The Court of Appeals affirmed in part and reversed in part, holding that Janet Jankowski, like her husband, was barred from claiming no-fault benefits because she was an owner of the vehicle for the purposes of MCL 500.3113 and therefore could not collect no-fault benefits for an accident in which the vehicle she owned lacked the security required by statute. The Court of Appeals rejected the Jankowskis’ argument that, because the Florida vehicle was never driven in Michigan, there was no obligation to register it in Michigan and, therefore, no obligation to carry no-fault coverage on it in order to collect the benefits.

The Michigan Supreme Court ordered further briefing on the question whether the Jankowskis were required to register the vehicle in Michigan and to obtain no-fault insurance on it in accordance with MCL 500.3101 in order to obtain no-fault benefits in connection with the out of state vehicle’s use. This question will be of particular significance to all no-fault carriers in the state of Michigan as it is common for Michiganders to spend some or all of the winter months in warmer climates outside of the state.

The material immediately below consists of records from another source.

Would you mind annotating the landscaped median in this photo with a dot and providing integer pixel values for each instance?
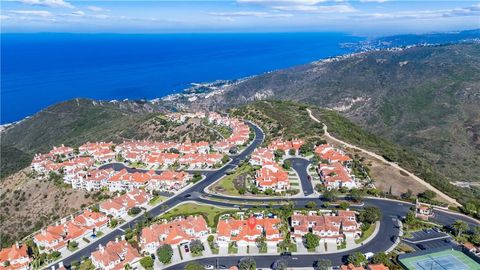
(255, 231)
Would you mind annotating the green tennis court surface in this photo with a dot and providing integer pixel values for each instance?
(442, 260)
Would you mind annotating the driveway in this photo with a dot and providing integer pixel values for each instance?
(207, 250)
(253, 249)
(300, 247)
(271, 248)
(176, 255)
(242, 250)
(331, 246)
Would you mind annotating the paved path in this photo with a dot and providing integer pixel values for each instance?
(388, 230)
(393, 164)
(300, 165)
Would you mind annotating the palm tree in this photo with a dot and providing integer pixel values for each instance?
(460, 226)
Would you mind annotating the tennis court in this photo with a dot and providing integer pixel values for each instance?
(443, 260)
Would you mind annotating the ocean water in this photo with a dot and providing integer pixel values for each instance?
(38, 70)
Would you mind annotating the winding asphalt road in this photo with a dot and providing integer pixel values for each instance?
(391, 211)
(300, 165)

Regardless of how the Court decides these cases, the forthcoming rulings will have substantially effects on the administration of no-fault insurance claims for all insurers in the state of Michigan. With 30 cases set for argument starting in the fall –only about half of the Court’s total for the 2017-2018 term – the Michigan Supreme Court’s next term is already shaping up to be a big one for no-fault insurance.